Urge to Merge? The ECP’s Quick-Start Guide to Partnering Up

For eye care practices that wish to stay independent, large-scale consolidation in the industry is making it difficult to stay competitive. Is a merger the answer?

In a merger, two practices become one, with one tax ID, one provider number, and one governance body. There’s also full integration of finances, operations, overhead, revenue, and even ophthalmic EMR software. It’s a way to:

  • increase market share
  • increase revenue
  • gain leverage with payers
  • reap economies of scale for costs and resources.

A fully integrated merger is simple in concept—“Basically, everybody owns everything,” says Daniel M. Bernick, JD, MBA, principal of The Health Care Group and Health Care Law Associates—but it’s complicated in action. You must consider things like the compatibility of the practices, personalities, the amount of change required, and how to handle it. How will your ophthalmology practice management change?

3 Essentials for a Profitable Merger

“The end goal is a true group—not just a collection of sites, and for the physicians to identify more with the new group than with their pre-merger groups,” says Bernick. That’s much more difficult than physician-owners anticipate. In his presentation at a previous year’s AAO, Bernick shared these three important concepts:

1.  Follow the Leader

Governance is a stumbling block in many mergers, Bernick warns. A medical practice’s identity is inseparable from its owners’ identities, so leadership selection is critical to the merger’s long-term success. The same sort of governance that worked when a practice had one or two physician-owners will likely not work as well when those numbers increase.

Leadership decisions can be tough on physicians, who are notoriously independent. When two practices merge, Bernick sometimes sees one physician continue as the de facto “practice leader,” while the others take on supporting roles.
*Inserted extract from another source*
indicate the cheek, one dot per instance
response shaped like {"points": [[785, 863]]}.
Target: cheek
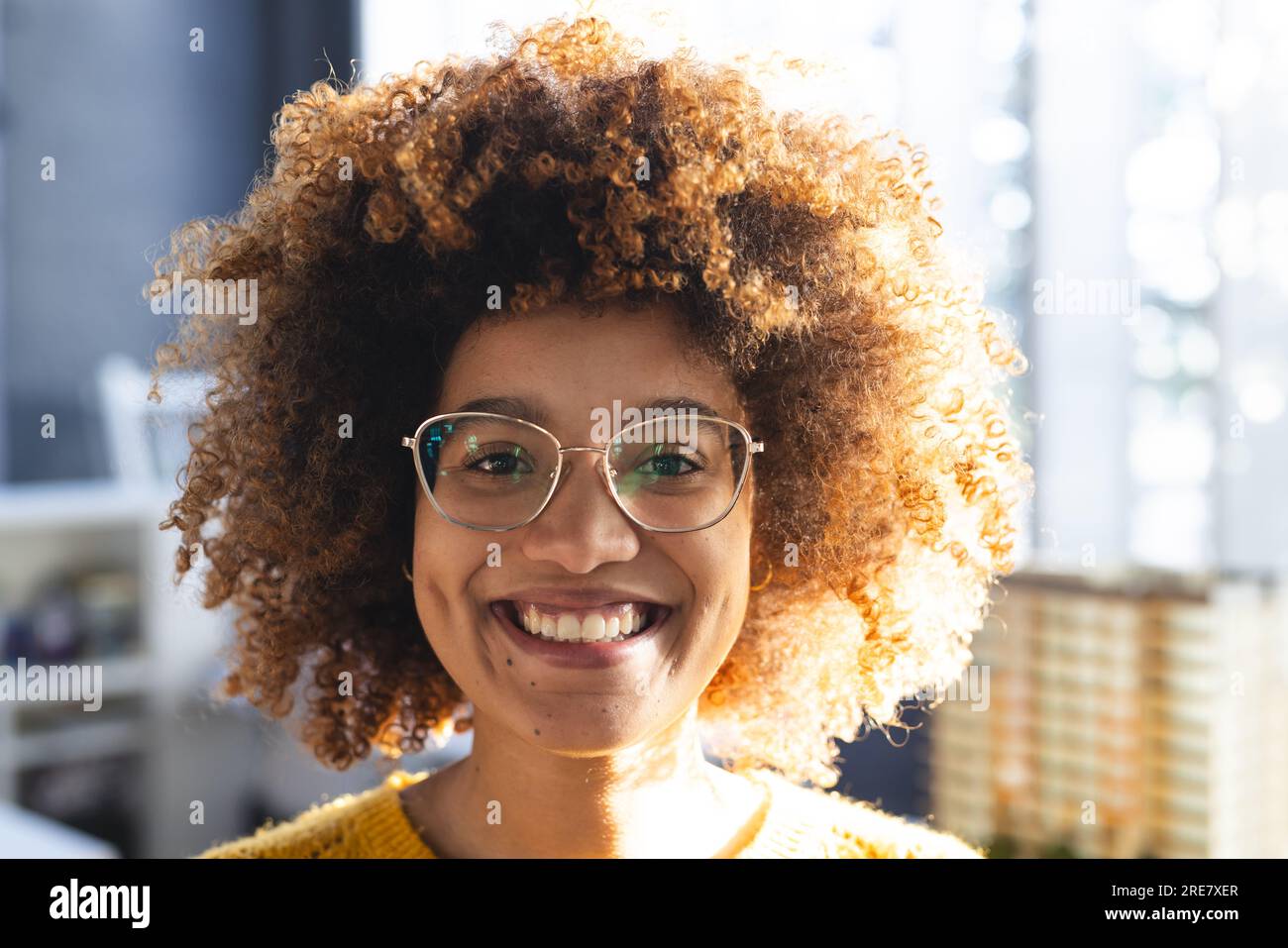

There is usually more bureaucracy involved in things like hiring, setting policies, or purchasing optometric business solutions. Physicians who used to make their own decisions may suddenly find themselves out of the loop.

Some newly merged practices try to create a shared leadership structure consisting of the heads of the merged practices. That sounds good in theory, but can easily lead to conflict, cautions Bernick. Differing physician interests can result in competing agendas, he says. Not only that, but simpler decisions that one physician could easily make now require the input of several physicians. That reduces efficiency and effectiveness.

A strategic and well-executed merger can mean the difference between boosting business—or going out of business.

2. Buying In, or Checking Out?

Getting buy-in from stakeholders is an important part of successful merger planning. Who is a stakeholder? Many physicians are surprised to find out it’s not just the owners. Stakeholders include the practice managers, administrators, and all staff members—not to mention other entities and partnerships each practice has an interest in or obligation to. This isn’t to say that every employee ‘gets a vote’ in whether or not the merger happens. But both practices’ leadership will want to craft a thoughtful, communicative, and educational process that includes everyone in the practice—not just those on the ‘merger committee.’

Staff will most likely be concerned with how their day-to-day experience will be affected by the merger. Bernick advises reviewing all job descriptions against the new business plan. Practices often fail to update job descriptions after a merger, even though staffing and duties have been reworked in order to benefit the new practice structure.

3. Irreconcilable Differences

Experts tend to equate mergers and marriages, and for good reason. Practice owners often spend more time with their business partners than with their families. And dissolving a partnership can be just as emotionally and financially devastating as a divorce. A common theme? Look before you leap and carefully assess the long-term compatibility. As a starting point, consider the following, advises Bernick:


Does one group value quality, while the other is only concerned with volume? Are the patient bases compatible? How does each group feel about co-management relationships, treatment styles, or the desire for the latest technology?


How does each group’s compensation and benefits compare? If there are differences, is there a middle ground? What is each group’s outlook on debt? What trends are shaping the financial futures of each group, and how will this trajectory change?


Do the groups have similar decision-making styles? Will all of the current shareholders continue to be on the board? If so, will they all have an equal vote?